Depois de finalmente se alimentar devidamente, ela passou a tarde pesquisando e entrando em contato com os nomes que constavam na agenda de Jéssica. Solicitou entrevista com alguns na Central. Decidiu ir pessoalmente ao apartamento do pervertido que tentava fazer filme pornô na entrada do elevador. Pesquisou e descobriu que ele também era uma acompanhante licenciado o que ia ser de muita ajuda nas investigações, afinal de contas eles eram colegas de profissão.
Bella apertou a campainha e colocou o distintivo na câmera para que ele fosse avaliado pelo morador.
Damon Salvatore era um homem com uma beleza incrível, alto, forte e uns olhos de um tom de verde lindo. E tinha um sorriso...
- Olá tenente. Em que posso ser útil? – Ele falou e deu um sorriso que por alguns segundos roubaram o foco de Bella.
- Bom, quero fazer algumas perguntas sobre Jéssica Stanley. – Falou ela entrando mesmo sem ser convidada.
- Tudo bem, eu permito que você entre em meu apartamento e invada minha cozinha. – Damon falou divertido vendo que ela ia direto para a cozinha. Era estranho, mas ele gostou daquela policial cara de pau.
- Posso pegar uma Pepsi pra mim? – Perguntou já com uma latinha aberta na mão.
- Pode sim. Sinta-se em casa Tenente. – Falou ele pegando uma Pepsi para si.
- O senhor está esperando alguém agora? Alguma cliente? – Perguntou já com o ar de policial estampado na cara.
- Não. Agora só tenho uma cliente a noite, vou leva-la para jantar. – Informou ele. – Olha, sinto muito pelo que aconteceu com a Jéssica, fiquei bastante abalado.
- O Senhor conhecia a vítima há quanto tempo?
- Pode me chamar de Damon, afinal de contas eu ainda sou muito jovem para ser chamado de senhor. – Falou ele sentando e indicando uma cadeira para ela sentar.
- Eu sou vizinho dela há quase quatro anos e até já trabalhamos juntos às vezes, sabe como é. O cliente às vezes gosta de uma festinha e sempre quando isso me acontecia eu sempre a escolhia e ela também.
- Fora o trabalho vocês já se envolveram? – Perguntou ela enquanto tomava nota e gravava toda a conversa.
- Sempre que sentimos vontade e quando queremos fugir de clientes. Não posso negar que ela era uma mulher que exalava sexo e além de tudo tinha uma beleza de parar o trânsito. E eu não fico muito atrás não e sei que ela gostava de homens top de linha. – Falou com um sorriso brincado nos olhos e nos lábios.
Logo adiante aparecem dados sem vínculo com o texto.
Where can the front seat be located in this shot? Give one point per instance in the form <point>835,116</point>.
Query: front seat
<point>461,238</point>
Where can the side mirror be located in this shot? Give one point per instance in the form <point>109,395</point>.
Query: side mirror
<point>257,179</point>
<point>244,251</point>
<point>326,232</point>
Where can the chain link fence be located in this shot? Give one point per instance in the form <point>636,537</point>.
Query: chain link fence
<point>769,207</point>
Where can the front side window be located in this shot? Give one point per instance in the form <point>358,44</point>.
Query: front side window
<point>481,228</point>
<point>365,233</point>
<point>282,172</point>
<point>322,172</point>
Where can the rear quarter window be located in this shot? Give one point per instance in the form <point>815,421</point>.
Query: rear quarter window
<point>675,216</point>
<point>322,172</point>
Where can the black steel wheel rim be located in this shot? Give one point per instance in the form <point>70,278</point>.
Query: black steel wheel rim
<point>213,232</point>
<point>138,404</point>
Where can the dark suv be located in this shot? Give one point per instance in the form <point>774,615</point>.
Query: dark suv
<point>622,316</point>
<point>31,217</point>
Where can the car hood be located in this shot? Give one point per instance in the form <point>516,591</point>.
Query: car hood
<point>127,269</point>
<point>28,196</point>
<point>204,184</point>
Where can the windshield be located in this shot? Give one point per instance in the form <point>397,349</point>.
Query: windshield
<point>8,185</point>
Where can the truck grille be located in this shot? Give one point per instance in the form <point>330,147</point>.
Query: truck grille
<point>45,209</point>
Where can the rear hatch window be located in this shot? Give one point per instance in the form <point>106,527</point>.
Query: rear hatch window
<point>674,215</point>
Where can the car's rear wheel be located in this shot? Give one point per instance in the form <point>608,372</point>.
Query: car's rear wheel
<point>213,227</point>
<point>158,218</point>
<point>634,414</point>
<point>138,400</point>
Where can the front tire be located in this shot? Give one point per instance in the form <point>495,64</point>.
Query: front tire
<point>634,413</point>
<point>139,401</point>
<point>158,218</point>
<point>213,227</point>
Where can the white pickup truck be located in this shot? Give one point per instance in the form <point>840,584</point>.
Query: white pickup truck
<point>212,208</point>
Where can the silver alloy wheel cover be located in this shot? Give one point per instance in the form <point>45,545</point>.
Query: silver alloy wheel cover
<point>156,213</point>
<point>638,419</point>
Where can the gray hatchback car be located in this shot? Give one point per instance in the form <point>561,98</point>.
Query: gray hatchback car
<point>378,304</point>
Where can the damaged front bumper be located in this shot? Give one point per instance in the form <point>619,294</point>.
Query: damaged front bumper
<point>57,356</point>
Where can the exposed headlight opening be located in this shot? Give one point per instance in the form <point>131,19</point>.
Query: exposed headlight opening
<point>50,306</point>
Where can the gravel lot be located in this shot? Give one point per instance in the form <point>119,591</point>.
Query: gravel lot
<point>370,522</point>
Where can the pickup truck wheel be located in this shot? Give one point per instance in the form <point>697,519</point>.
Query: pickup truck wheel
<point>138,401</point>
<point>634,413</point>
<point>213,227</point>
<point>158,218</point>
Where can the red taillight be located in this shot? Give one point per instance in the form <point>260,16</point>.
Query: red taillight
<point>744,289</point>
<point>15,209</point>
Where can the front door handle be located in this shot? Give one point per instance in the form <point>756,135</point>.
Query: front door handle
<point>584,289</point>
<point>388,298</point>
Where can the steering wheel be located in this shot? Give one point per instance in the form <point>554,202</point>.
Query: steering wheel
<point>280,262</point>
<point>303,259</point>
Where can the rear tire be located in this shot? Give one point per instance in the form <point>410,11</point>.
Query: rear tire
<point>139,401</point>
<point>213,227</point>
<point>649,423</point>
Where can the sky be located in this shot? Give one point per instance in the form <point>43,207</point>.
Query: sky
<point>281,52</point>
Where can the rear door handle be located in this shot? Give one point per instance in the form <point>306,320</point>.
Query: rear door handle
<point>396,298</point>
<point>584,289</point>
- Onde você estava na noite do crime nos horários entre 23 horas e 04 horas da madrugada?
Com um olhar agora assustado ele pensou durante uns poucos segundos. Talvez ele não tenha sequer imaginado que pudesse ser um suspeito. É bom que ele pense que está na minha mira, talvez assim ele nos passe alguma novidade que clareie um pouco mais o caso, pensou Bella com um olhar avaliador.
- Bom. Eu estava na companhia de uma cliente, aqui mesmo no meu apartamento. Isso não é muito comum, mas é que essa é uma das minhas melhores clientes e ela tem preferência por algo mais íntimo. Eu gostaria de manter o nome dela em sigilo, mas se realmente for importante eu posso informar endereço e o nome dela.
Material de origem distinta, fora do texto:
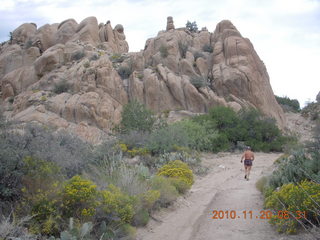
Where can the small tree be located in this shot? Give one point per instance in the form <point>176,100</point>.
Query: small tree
<point>192,26</point>
<point>135,116</point>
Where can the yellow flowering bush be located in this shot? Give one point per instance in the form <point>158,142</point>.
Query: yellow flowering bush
<point>177,169</point>
<point>40,195</point>
<point>79,198</point>
<point>117,204</point>
<point>303,197</point>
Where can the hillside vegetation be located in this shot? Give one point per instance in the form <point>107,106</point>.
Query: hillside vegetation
<point>54,184</point>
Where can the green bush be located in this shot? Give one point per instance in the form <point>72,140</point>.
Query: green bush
<point>164,51</point>
<point>149,199</point>
<point>199,138</point>
<point>289,104</point>
<point>168,193</point>
<point>262,183</point>
<point>124,72</point>
<point>117,204</point>
<point>141,218</point>
<point>136,117</point>
<point>304,197</point>
<point>61,87</point>
<point>297,167</point>
<point>177,169</point>
<point>165,139</point>
<point>79,198</point>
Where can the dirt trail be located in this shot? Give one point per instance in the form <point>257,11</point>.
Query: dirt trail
<point>224,188</point>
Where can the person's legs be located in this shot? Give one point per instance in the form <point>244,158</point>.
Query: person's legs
<point>248,171</point>
<point>245,171</point>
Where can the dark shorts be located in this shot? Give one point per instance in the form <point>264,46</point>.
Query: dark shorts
<point>248,162</point>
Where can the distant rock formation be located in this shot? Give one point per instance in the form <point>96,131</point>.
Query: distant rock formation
<point>79,76</point>
<point>170,24</point>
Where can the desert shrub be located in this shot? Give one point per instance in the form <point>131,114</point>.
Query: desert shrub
<point>136,117</point>
<point>165,139</point>
<point>181,185</point>
<point>183,48</point>
<point>262,183</point>
<point>199,81</point>
<point>296,199</point>
<point>187,156</point>
<point>77,55</point>
<point>135,139</point>
<point>149,199</point>
<point>168,193</point>
<point>255,130</point>
<point>141,218</point>
<point>14,229</point>
<point>164,51</point>
<point>79,198</point>
<point>61,87</point>
<point>11,100</point>
<point>295,168</point>
<point>76,232</point>
<point>290,104</point>
<point>199,138</point>
<point>192,26</point>
<point>124,72</point>
<point>40,195</point>
<point>117,204</point>
<point>207,48</point>
<point>179,170</point>
<point>133,151</point>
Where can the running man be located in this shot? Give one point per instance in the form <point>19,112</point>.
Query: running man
<point>248,158</point>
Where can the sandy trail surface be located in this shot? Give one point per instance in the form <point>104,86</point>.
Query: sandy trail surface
<point>223,189</point>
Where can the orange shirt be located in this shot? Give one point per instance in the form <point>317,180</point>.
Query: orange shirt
<point>248,155</point>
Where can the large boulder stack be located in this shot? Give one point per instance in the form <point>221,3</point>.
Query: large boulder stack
<point>79,76</point>
<point>238,71</point>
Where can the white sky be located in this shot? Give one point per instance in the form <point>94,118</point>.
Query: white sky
<point>285,33</point>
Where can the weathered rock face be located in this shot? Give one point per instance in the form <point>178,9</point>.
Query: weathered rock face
<point>78,76</point>
<point>238,71</point>
<point>170,24</point>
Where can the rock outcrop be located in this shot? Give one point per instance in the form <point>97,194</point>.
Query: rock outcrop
<point>78,76</point>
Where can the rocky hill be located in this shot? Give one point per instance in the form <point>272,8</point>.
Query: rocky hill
<point>78,76</point>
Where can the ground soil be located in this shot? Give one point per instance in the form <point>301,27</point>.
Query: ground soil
<point>223,188</point>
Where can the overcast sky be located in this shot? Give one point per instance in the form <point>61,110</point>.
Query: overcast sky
<point>285,33</point>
- É claro que eu gostaria de saber o nome dela, mas não se preocupe, só quero confirmar seu álibi com ela. – Ela falou com uma expressão que transmitia tranquilidade.
Engraçado, por mais que tivesse que coloca-lo em sua lista de suspeitos, ela tinha ido com a cara dele. Mas preferia não demonstrar isso.
- Que horas você e sua cliente chegaram aqui?
- Por volta de 21 horas.
Ela então se lembrou da cena que tinha assistido no disco confiscado da câmera de filmagem. – Sabe Senhor Salvatore, quer dizer, Damon, você pode ter sua licença cancelada por aquela cena um pouco... Picante na frente do elevador.
– Desculpe, prometo não me empolgar mais tanto assim! – Falou Damon tentando se manter sério.
– Ok. Agora me passe os dados dessa cliente e ninguém sai ferido.
– Espero que você não me faça perder essa cliente. Ela é uma pessoa maravilhosa, em todos os sentidos. – Falou ele pegando sua agenda eletrônica e repassando os dados para Bella.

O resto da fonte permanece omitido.